Neither Jack nor Sissy was saying anything. I considered for a moment before voicing my thoughts. “So, would this Paps Meeker be healed up enough to be back on your trail by now?”
“Probably not. I mean, Chilly really did him a number, you know? But he’ll come after us as soon as he can; we’re pretty sure Kraznick sent him in the first place, and he’d never dare go back to Michigan without our scalps.”
“His own daughter.”
“Close enough.” Something was bugging me…ah. I pulled out one of our single use cell phones and dialed the 800 number. The operator at Swift Trucking Company wasn’t happy when I declined to give my name or number, but the data I did provide was being recorded automatically. “That’s right,” I repeated, “the South Sioux City, Iowa, truck stop. Swift tractor, Walmart trailer…yes, that’s the right tractor number…yes, that’s the right trailer number. What? Yes, Ma’am, he was headed northbound on I-29. And Ma’am, I would strongly suggest you have armed security on hand when you ask him about all this. The man carries a set of brass knuckles in his left side jacket pocket and a firearm in an ankle holster on the right side. Goodbye, Ma’am.” Closing the cheap looking flip phone, which was anything but cheap in reality, I pressed the Terminate button, rolled down the window, and pitched the device off the highway’s right shoulder.
By the time anyone found the phone, if that ever happened, the chemical reaction would have long since reduced the little electronic marvel to a heap of meaningless plastic slag.
“Wow.” Jewel was staring at me, fascinated. “How did you do that?”
I didn’t answer, but Jack did. “Eidetic memory, Jewel.”
“Yeah. Like that.”
“And just like that, you what? Replayed stuff in your head?”
“Wow. Just…wow. I never could figure it out, you know. When C.W. was telling me all about you guys, how Kraznick has this obsession with wiping you out and how you keep beating him like a drum, he’d talk about–hey, you’re the Bear Woman!” Her eyes were focused on the back of Sissy’s head.
“I’ll have you know,” Sissy replied primly, “I’m fully dressed, thank you.”
“Huh? Oh. Ha ha. Very funny. But that’s how you can smell us, isn’t it? Chilly said that big old fighting boar bear was a female human, he could just feel it. Don’t tell him, but I thought he was crazy, you know?”
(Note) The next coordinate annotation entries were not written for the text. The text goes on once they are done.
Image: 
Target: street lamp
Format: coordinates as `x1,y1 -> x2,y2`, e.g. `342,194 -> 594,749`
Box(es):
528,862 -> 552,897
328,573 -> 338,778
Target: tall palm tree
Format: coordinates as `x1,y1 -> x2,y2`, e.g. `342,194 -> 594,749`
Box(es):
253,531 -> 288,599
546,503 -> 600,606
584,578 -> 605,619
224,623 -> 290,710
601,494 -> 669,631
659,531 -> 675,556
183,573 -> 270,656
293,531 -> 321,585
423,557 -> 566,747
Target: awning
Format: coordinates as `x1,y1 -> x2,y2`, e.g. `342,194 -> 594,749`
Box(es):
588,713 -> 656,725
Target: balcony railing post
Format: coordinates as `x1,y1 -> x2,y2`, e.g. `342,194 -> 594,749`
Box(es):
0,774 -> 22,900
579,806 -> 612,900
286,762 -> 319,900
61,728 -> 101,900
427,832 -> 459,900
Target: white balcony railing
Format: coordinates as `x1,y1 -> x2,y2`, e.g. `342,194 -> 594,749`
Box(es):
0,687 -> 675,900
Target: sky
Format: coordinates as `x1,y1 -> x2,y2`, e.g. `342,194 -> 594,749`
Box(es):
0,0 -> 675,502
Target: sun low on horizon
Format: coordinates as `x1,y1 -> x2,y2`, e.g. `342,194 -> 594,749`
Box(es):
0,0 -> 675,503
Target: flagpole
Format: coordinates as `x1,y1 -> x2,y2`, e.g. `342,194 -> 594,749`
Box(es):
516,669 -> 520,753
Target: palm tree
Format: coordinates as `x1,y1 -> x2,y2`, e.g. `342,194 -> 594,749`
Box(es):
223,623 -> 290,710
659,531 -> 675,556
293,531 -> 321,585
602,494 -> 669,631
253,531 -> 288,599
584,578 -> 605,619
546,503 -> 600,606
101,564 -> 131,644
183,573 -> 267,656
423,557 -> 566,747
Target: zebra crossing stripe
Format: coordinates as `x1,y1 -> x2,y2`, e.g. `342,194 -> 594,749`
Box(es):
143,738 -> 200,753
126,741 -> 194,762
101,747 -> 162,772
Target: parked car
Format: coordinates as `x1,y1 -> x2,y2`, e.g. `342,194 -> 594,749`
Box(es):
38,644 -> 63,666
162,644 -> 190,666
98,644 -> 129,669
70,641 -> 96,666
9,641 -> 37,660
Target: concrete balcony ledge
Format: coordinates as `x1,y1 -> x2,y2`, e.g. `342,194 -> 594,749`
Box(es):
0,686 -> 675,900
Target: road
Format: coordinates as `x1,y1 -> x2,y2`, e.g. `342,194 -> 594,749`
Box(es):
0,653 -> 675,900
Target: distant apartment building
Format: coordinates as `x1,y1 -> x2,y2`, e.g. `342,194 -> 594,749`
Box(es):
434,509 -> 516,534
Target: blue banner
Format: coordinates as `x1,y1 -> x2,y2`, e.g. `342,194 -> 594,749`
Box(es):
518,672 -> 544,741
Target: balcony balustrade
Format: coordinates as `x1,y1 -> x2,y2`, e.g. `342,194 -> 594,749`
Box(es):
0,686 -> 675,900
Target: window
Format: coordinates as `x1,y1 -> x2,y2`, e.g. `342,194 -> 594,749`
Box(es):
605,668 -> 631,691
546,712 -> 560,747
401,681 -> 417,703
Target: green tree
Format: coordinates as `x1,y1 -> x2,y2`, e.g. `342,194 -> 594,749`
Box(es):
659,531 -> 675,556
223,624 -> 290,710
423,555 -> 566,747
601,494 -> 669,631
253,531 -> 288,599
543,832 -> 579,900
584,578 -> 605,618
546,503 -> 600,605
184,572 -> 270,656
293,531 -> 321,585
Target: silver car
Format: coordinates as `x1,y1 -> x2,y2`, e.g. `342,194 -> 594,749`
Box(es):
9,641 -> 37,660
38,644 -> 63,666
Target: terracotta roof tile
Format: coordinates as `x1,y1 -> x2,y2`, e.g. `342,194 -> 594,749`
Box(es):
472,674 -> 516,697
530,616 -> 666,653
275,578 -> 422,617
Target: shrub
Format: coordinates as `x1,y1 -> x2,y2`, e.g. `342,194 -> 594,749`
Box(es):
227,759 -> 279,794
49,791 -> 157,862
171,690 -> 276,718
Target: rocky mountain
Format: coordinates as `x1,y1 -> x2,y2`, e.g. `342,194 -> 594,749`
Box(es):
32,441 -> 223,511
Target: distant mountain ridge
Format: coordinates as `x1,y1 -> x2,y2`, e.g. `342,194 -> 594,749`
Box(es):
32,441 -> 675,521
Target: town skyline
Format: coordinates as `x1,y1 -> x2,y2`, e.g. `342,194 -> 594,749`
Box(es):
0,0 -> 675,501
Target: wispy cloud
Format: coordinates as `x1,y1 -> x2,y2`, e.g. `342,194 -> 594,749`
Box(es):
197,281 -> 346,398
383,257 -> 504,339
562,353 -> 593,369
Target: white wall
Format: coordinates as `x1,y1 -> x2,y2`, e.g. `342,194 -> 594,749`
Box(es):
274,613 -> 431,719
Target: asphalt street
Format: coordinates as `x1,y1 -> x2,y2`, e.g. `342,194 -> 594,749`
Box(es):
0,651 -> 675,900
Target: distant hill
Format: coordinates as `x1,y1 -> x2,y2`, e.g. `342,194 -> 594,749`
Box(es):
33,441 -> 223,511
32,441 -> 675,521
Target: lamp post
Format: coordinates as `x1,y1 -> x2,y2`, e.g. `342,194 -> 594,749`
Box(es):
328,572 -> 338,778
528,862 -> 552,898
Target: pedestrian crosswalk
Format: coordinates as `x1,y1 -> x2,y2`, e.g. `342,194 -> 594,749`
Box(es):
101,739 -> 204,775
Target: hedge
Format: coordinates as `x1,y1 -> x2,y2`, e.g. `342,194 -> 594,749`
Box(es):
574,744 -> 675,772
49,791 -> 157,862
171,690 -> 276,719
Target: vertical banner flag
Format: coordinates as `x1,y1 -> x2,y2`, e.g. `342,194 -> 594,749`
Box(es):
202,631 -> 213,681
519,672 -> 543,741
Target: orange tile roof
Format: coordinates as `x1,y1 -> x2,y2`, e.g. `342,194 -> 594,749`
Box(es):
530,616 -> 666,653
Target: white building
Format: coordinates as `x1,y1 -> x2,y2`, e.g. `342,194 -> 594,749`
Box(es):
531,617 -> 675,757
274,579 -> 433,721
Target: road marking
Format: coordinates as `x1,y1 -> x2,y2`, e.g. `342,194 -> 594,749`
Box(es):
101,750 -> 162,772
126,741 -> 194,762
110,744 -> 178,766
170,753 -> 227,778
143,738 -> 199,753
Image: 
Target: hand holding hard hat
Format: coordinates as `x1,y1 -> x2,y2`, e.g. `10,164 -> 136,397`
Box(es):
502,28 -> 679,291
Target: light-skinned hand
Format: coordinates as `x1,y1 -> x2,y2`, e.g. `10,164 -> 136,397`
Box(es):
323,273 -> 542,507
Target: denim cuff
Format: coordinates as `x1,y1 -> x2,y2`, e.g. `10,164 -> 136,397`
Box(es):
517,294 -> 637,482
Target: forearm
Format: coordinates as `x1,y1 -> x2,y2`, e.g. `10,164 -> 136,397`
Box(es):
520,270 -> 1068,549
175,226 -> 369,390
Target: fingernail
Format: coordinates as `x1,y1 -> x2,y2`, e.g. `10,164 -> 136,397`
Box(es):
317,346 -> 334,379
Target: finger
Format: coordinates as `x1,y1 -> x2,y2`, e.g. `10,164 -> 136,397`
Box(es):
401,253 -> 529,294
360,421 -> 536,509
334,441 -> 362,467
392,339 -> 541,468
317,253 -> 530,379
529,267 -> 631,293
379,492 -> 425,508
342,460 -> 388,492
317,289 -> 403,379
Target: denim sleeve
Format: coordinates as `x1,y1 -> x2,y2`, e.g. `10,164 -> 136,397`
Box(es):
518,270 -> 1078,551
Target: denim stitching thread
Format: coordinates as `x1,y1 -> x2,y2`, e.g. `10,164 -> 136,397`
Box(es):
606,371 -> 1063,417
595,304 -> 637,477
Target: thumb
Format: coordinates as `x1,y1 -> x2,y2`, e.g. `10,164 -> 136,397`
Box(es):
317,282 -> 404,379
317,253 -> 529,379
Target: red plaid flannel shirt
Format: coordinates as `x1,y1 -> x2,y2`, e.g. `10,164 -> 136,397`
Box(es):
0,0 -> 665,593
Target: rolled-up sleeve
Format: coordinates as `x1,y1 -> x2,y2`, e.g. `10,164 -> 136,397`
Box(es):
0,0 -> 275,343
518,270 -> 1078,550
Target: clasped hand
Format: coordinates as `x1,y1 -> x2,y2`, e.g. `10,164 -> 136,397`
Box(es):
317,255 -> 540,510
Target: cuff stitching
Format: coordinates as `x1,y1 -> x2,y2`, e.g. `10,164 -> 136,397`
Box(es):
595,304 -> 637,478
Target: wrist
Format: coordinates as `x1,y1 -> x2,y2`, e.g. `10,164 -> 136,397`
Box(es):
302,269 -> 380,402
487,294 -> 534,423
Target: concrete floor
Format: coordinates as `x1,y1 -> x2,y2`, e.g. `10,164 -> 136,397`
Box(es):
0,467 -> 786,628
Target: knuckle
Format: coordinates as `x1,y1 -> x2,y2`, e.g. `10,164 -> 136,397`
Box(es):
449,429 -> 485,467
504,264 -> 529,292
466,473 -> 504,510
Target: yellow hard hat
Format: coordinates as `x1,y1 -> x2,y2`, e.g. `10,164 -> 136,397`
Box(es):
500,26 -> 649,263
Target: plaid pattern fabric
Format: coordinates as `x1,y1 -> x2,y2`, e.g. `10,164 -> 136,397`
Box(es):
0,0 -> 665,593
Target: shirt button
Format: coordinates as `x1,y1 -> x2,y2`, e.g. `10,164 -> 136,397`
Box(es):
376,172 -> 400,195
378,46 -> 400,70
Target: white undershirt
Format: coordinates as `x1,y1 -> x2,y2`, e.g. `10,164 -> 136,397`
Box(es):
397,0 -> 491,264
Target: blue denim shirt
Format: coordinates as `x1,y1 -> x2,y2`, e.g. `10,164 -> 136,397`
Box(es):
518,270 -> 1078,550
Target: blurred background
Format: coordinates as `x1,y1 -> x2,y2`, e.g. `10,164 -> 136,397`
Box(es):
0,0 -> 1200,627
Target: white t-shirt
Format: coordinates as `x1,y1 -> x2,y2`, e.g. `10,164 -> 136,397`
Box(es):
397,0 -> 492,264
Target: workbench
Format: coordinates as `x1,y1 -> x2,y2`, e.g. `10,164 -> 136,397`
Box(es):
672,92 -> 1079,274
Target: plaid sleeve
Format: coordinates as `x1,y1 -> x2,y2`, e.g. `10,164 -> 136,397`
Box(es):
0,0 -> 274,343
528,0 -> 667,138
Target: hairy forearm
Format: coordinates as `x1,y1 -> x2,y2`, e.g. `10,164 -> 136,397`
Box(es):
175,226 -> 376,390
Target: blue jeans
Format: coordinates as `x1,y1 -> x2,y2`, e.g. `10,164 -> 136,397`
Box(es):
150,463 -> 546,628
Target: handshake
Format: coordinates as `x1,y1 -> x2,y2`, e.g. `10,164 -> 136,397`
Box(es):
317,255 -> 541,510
“He can probably hear you,” I pointed out. Seemingly unconscious or not, the young fellow was propped up between us.
“Yeah.” She looked at her young wolf doubtfully. “Maybe. Anyway, I got it about the shifters and the Wizard, but he kept telling me a big black man with a sword was the key to everything. I never could understand that…but now….”
“Glad you’re getting it,” Hill said, ignoring the part about the sword her heels were practically touching, though she couldn’t know that. “Underestimating Tree has gotten a lot of his enemies dead.”
I thought about being embarrassed by the praise but didn’t have time to worry about it. Chilly suddenly opened his eyes and asked, “When do we eat? I’m hungry enough to swallow a skunk, butt first.”